Using AI to predict the outcomes of NBA games.
This project predicts NBA game spreads and winners using a combination of deep learning models and traditional ML. Unlike my previous project, NBA Betting, which focused on extensive data collection and feature engineering, this project focuses on building advanced prediction models that learn directly from play-by-play data, box scores, and player tracking — minimizing manual feature engineering in favor of letting the models find the signal.
The system runs a fully automated daily pipeline that collects game data, updates player ability models, and generates pre-game predictions for all upcoming games using multiple prediction engines. A Flask web app displays predictions alongside Vegas opening lines, with a dashboard for tracking model performance over time.
The system has three main layers:
The system runs multiple prediction engines, each taking a different approach to predicting game spreads and winners. All engines generate pre-game predictions that are evaluated against Vegas closing lines.
git clone https://github.com/NBA-Betting/NBA_AI.git
cd NBA_AI
python -m venv venv
source venv/bin/activate # Windows: venv\Scripts\activate
pip install -r requirements.txt
cp .env.example .env
Download NBA_AI_starter.sqlite.gz from
GitHub Releases
into the project root, then extract it:
python -c "import gzip, shutil; shutil.copyfileobj(gzip.open('NBA_AI_starter.sqlite.gz','rb'), open('data/NBA_AI_starter.sqlite','wb'))"

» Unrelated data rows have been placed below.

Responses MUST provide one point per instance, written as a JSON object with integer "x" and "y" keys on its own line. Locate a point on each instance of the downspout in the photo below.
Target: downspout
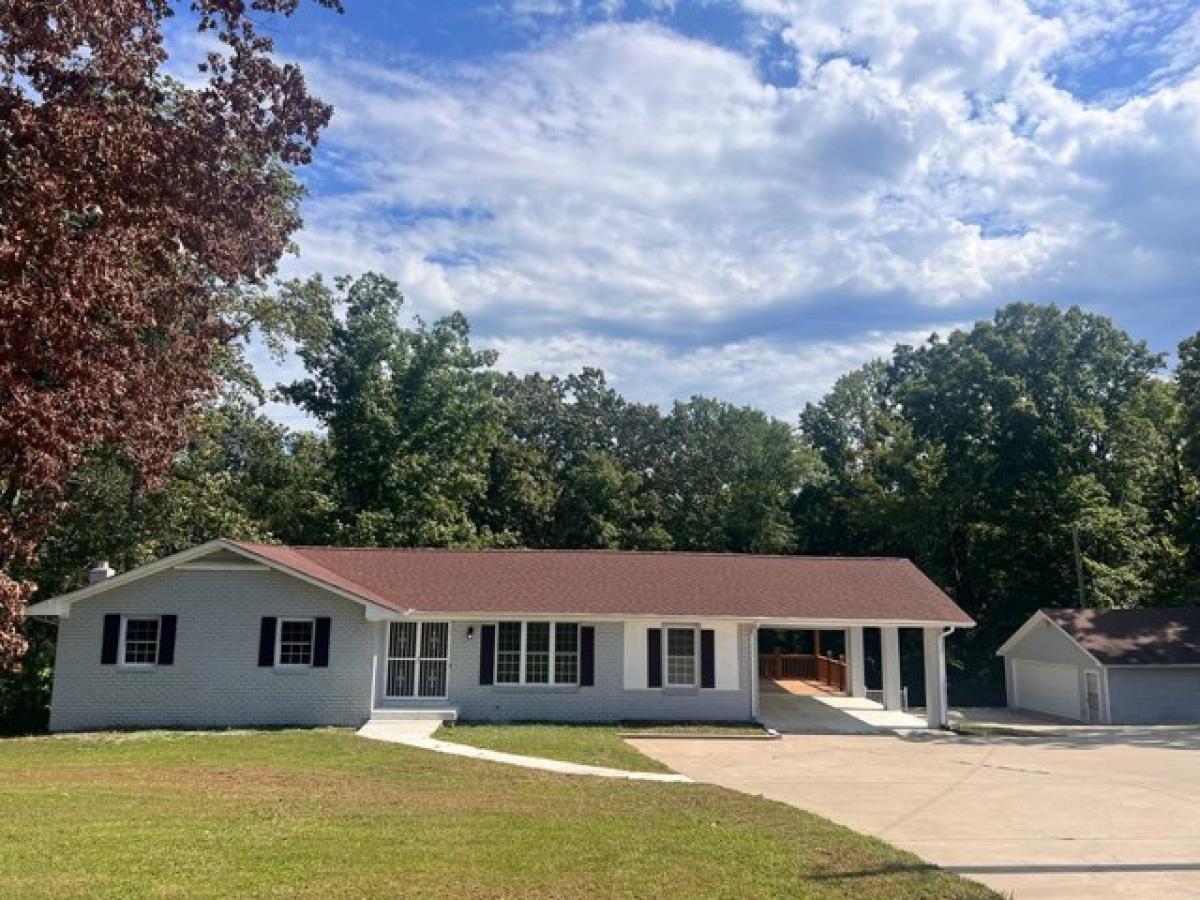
{"x": 754, "y": 673}
{"x": 943, "y": 688}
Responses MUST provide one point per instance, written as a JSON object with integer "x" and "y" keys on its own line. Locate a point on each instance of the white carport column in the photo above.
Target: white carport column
{"x": 936, "y": 706}
{"x": 856, "y": 660}
{"x": 889, "y": 642}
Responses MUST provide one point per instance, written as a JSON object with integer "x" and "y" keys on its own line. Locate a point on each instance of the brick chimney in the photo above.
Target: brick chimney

The starter database contains the current season's games, box scores,
play-by-play, betting lines, injury reports, and predictions from all
models. The .env file is already configured to use it.
python start_app.py
Visit http://localhost:5000 to view games and
predictions. The dashboard is at /dashboard.

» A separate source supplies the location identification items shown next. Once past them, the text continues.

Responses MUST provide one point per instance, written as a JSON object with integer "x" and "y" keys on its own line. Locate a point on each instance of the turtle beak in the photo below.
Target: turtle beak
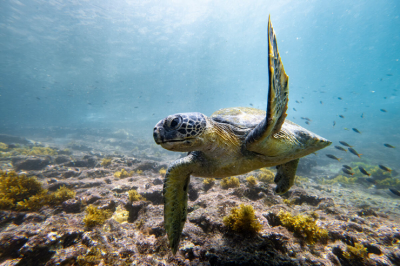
{"x": 159, "y": 132}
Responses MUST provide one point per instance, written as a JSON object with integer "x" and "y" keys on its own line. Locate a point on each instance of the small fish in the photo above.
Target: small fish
{"x": 389, "y": 146}
{"x": 353, "y": 151}
{"x": 333, "y": 157}
{"x": 362, "y": 170}
{"x": 347, "y": 171}
{"x": 345, "y": 144}
{"x": 384, "y": 168}
{"x": 347, "y": 167}
{"x": 340, "y": 148}
{"x": 395, "y": 191}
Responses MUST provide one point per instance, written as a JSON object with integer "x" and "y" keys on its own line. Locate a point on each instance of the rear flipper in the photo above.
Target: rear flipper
{"x": 285, "y": 176}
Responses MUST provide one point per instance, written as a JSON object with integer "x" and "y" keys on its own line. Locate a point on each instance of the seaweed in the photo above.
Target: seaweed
{"x": 163, "y": 171}
{"x": 242, "y": 220}
{"x": 19, "y": 192}
{"x": 123, "y": 173}
{"x": 265, "y": 175}
{"x": 208, "y": 183}
{"x": 105, "y": 161}
{"x": 251, "y": 181}
{"x": 230, "y": 182}
{"x": 95, "y": 216}
{"x": 134, "y": 195}
{"x": 303, "y": 225}
{"x": 356, "y": 252}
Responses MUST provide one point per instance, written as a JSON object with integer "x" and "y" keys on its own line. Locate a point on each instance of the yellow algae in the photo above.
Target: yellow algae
{"x": 242, "y": 220}
{"x": 230, "y": 182}
{"x": 303, "y": 225}
{"x": 95, "y": 216}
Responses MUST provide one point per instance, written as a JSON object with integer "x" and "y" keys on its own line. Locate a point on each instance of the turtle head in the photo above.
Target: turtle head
{"x": 181, "y": 132}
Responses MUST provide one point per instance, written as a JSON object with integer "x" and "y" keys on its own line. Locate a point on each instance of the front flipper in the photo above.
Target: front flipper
{"x": 278, "y": 93}
{"x": 285, "y": 176}
{"x": 175, "y": 194}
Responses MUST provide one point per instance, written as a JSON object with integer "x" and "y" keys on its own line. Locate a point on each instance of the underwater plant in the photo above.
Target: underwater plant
{"x": 19, "y": 192}
{"x": 242, "y": 220}
{"x": 230, "y": 182}
{"x": 105, "y": 161}
{"x": 95, "y": 216}
{"x": 121, "y": 215}
{"x": 134, "y": 195}
{"x": 251, "y": 181}
{"x": 356, "y": 252}
{"x": 265, "y": 175}
{"x": 163, "y": 171}
{"x": 303, "y": 225}
{"x": 208, "y": 183}
{"x": 123, "y": 173}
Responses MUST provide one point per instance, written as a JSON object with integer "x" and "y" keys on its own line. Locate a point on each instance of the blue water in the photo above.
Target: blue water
{"x": 128, "y": 64}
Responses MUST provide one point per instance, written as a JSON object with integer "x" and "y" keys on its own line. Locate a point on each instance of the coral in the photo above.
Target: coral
{"x": 123, "y": 173}
{"x": 356, "y": 252}
{"x": 121, "y": 215}
{"x": 302, "y": 225}
{"x": 242, "y": 220}
{"x": 230, "y": 182}
{"x": 251, "y": 181}
{"x": 265, "y": 175}
{"x": 106, "y": 162}
{"x": 95, "y": 216}
{"x": 134, "y": 195}
{"x": 163, "y": 171}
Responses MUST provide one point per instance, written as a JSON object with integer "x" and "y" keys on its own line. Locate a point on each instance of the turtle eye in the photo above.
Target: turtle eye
{"x": 175, "y": 122}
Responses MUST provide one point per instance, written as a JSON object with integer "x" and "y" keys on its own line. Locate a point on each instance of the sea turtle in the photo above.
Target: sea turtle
{"x": 233, "y": 141}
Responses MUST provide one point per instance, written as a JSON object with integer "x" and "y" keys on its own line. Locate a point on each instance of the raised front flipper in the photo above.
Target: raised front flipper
{"x": 175, "y": 194}
{"x": 277, "y": 98}
{"x": 285, "y": 176}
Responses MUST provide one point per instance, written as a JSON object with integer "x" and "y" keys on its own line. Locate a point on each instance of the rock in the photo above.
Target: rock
{"x": 154, "y": 194}
{"x": 9, "y": 139}
{"x": 72, "y": 206}
{"x": 10, "y": 244}
{"x": 134, "y": 209}
{"x": 62, "y": 159}
{"x": 33, "y": 163}
{"x": 94, "y": 173}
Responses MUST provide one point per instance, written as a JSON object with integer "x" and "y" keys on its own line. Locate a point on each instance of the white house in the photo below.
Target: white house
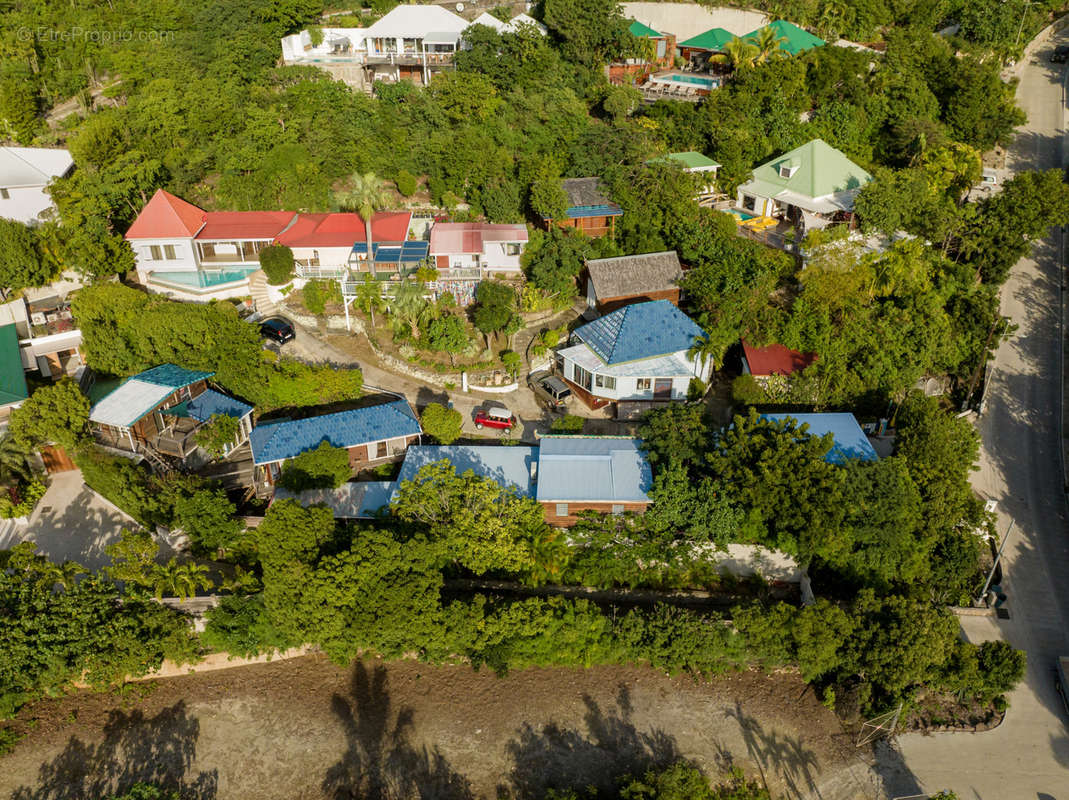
{"x": 812, "y": 183}
{"x": 638, "y": 352}
{"x": 25, "y": 173}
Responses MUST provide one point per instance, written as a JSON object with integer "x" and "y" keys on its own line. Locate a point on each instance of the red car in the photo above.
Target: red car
{"x": 496, "y": 417}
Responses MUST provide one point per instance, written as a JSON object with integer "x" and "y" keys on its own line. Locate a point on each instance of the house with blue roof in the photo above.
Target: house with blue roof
{"x": 371, "y": 434}
{"x": 638, "y": 352}
{"x": 849, "y": 441}
{"x": 160, "y": 410}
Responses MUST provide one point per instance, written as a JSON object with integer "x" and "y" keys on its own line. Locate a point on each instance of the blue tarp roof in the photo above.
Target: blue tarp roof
{"x": 393, "y": 252}
{"x": 202, "y": 406}
{"x": 509, "y": 465}
{"x": 850, "y": 440}
{"x": 592, "y": 470}
{"x": 639, "y": 331}
{"x": 284, "y": 440}
{"x": 170, "y": 374}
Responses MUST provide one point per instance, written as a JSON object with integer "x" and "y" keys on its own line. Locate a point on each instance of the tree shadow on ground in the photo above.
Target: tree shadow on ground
{"x": 559, "y": 758}
{"x": 380, "y": 763}
{"x": 158, "y": 750}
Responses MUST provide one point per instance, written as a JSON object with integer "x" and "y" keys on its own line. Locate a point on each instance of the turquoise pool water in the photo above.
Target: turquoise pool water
{"x": 202, "y": 278}
{"x": 697, "y": 80}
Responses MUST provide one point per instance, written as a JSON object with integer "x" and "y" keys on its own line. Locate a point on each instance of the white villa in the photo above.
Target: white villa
{"x": 638, "y": 352}
{"x": 25, "y": 173}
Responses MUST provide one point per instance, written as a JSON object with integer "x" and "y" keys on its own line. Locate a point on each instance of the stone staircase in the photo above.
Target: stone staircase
{"x": 258, "y": 288}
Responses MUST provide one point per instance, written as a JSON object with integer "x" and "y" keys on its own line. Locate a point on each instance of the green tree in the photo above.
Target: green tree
{"x": 442, "y": 422}
{"x": 277, "y": 263}
{"x": 57, "y": 413}
{"x": 325, "y": 467}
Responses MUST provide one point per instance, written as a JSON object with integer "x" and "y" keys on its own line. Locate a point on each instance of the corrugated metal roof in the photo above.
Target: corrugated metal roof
{"x": 279, "y": 441}
{"x": 509, "y": 465}
{"x": 639, "y": 331}
{"x": 592, "y": 470}
{"x": 850, "y": 440}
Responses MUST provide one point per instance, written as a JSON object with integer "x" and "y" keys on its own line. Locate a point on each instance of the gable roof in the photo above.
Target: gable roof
{"x": 167, "y": 216}
{"x": 714, "y": 39}
{"x": 592, "y": 470}
{"x": 12, "y": 375}
{"x": 132, "y": 400}
{"x": 244, "y": 225}
{"x": 639, "y": 331}
{"x": 798, "y": 40}
{"x": 470, "y": 237}
{"x": 284, "y": 440}
{"x": 32, "y": 166}
{"x": 344, "y": 229}
{"x": 822, "y": 171}
{"x": 638, "y": 29}
{"x": 416, "y": 21}
{"x": 776, "y": 359}
{"x": 508, "y": 465}
{"x": 631, "y": 275}
{"x": 850, "y": 442}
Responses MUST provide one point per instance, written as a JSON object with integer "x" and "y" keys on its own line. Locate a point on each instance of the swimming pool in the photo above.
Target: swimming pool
{"x": 696, "y": 80}
{"x": 202, "y": 278}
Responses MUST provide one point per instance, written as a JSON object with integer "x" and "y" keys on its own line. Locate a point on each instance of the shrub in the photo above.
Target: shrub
{"x": 277, "y": 263}
{"x": 406, "y": 183}
{"x": 324, "y": 467}
{"x": 442, "y": 422}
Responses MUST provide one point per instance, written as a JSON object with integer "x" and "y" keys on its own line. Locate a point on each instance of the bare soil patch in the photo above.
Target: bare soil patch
{"x": 307, "y": 728}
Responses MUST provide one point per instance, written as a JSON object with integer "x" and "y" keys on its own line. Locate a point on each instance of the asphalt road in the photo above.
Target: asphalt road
{"x": 1021, "y": 467}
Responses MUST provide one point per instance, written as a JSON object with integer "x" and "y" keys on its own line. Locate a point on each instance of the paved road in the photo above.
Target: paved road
{"x": 1028, "y": 755}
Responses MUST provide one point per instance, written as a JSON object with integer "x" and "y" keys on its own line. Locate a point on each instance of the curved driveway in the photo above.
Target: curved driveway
{"x": 1021, "y": 467}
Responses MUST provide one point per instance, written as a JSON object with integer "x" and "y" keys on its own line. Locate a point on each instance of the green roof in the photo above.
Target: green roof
{"x": 637, "y": 29}
{"x": 821, "y": 170}
{"x": 12, "y": 377}
{"x": 796, "y": 40}
{"x": 714, "y": 39}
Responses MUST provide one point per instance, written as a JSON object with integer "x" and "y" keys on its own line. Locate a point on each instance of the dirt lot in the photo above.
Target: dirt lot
{"x": 306, "y": 728}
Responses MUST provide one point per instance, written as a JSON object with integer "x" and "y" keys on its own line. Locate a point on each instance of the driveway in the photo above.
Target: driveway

The web app shows whatever is in the database. With a fresh starter DB, you'll see the full season up to the date it was exported.
The web app does not fetch new data on its own. To collect games that have occurred since the starter database was exported, run the pipeline:
python -m src.pipeline.orchestrator --mode=full --season=Current
Note: On first run, the pipeline will backfill any missing games since the starter DB was exported. This involves many API calls with rate-limit pauses and may take 10–30+ minutes depending on the gap. Subsequent runs complete in 1–2 minutes.
To keep data current, run the pipeline manually whenever you want, or optionally set up a cron job (Linux/Mac):
# Automated (add via 'crontab -e')
TZ=US/Eastern
0 10 * * * cd /path/to/NBA_AI && venv/bin/python -m src.pipeline.orchestrator --mode=full --season=Current >> logs/cron_daily.log 2>&1
The repository includes trained models for four predictors that work out of the box:
| Model | Type | Description |
|---|---|---|
| Baseline | Formula | Team PPG averages (no model file needed) |
| Linear | Ridge Regression | 43 rolling features from prior game states |
| Tree | XGBoost | Same features, Optuna-tuned hyperparameters |
| MLP | Neural Network | 256-128-64 architecture with Huber loss |
These models are combined by the Ensemble predictor (equal-weight average).
The deep learning models (Phase5 and
Phase3) are not included due to size. To use them,
train your own using the scripts in scripts/. To retrain
the legacy models on updated data:
python scripts/train_legacy_models.py --cutoff-date 2026-03-31
This is a personal side project provided "as is" with no guarantees of quality, functionality, or ongoing maintenance.